The review is somewhat dated, and owning a card, myself - I come to different conclusions than they do. However, it’s one of the few that actually touches on the architecture.

http://www.blachford.info/computer/articles/PhysX2.html

That article gets into the architecture of PhysX (or possible architecture) and sets a number for the number of vector processing units that is reasonable - 16.

So, based on what we can infer from this PPU, it’s using:

16 vector-processing units (clock unknown)

PPU clock (unknown if this is equivalent to VPU clock) somewhere in the 250-266/500-533 range. Source

128 megabytes of memory clocked at 733Mhz (“effective” - so actual memory clocks are lower) - 128bit.

Oh, and it only consumes about 30 watts at full-tilt.

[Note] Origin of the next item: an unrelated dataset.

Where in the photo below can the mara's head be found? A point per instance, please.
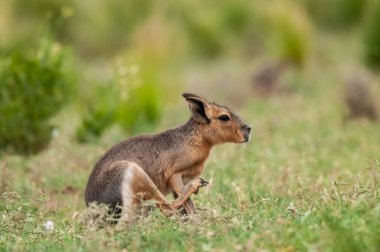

So, it’s safe to say that the PhysX PPU is very similar to the unified shader concept of DirectX 10 and Nvidia’s CUDA. So when you take a GPU - which has something like eight times the “shader” count, over four times the clock speed (based on the shader clocks - not the GPU clock - assuming the PPU clock is universal), a serious increase in the amount of memory and its speed, and combine that over a bus with a mere faction of the latency of legacy PCI… of course the GPU is going to beat the pee-wanny out of the PhysX PPU.

However, Nvidia’s “stream processors” are not geared for the mathematics regarding physics. Which isn’t really that big of a problem, because the unified shaders are capable of performing these processes far more efficiently and numerously than the CPU. So the PhysX PPU is still more efficient - especially when handling soft-bodies and other types of physics computations that other architectures stumble over. Note that efficiency is figured on “clock per clock.”

That all being said; Nvidia could easily expand their GPU architecture to further optimize PhysX calculations through their unified shaders. This could be done in any number of ways - from expanding shader functionality to a separate set of on-die vector processing units.

For the time being, though, until Nvidia comes up with a way for you to be able to plug in your old GeForce 8/9 series card in next to your brand new card and use it as a dedicated physics processor - PhysX intensive games (that are also very graphically taxing) are best played with a PhysX PPU (I saw that they finally got a PCI Express version out, now - which should do wonders for performance; I strongly feel that the legacy PCI bus was the bottleneck due to high latency - bandwidth was likely not taxed too much, but latency can be a killer). The GPU still has to do everything it would do - plus physics. The cool part here is that you can see what happens to your performance if you enable PhysX support on your GPU before you decide to spend the money on a PhysX PPU. If you’re able to play your game with improved results and visual quality is to your satisfaction - then you’re good. If your performance drops, and you still want the PhysX support… consider purchasing a PPU.

I really do look forward to where Nvidia will take PhysX in the future. As a flight-simulator nut, I can’t wait until the face of flight dynamics models and simulated electromagnetic emissions (radar, radio, etc) are forever changed. For the time being, however, I’m hoping that, when I build a new system, I can take an old 8600 I have and plug it in next to the latest and greatest GPU to put it to work for PhysX acceleration. A card built specifically for PhysX acceleration would be nice, as well - since it would likely be more efficient performance/watt compared to a GPU.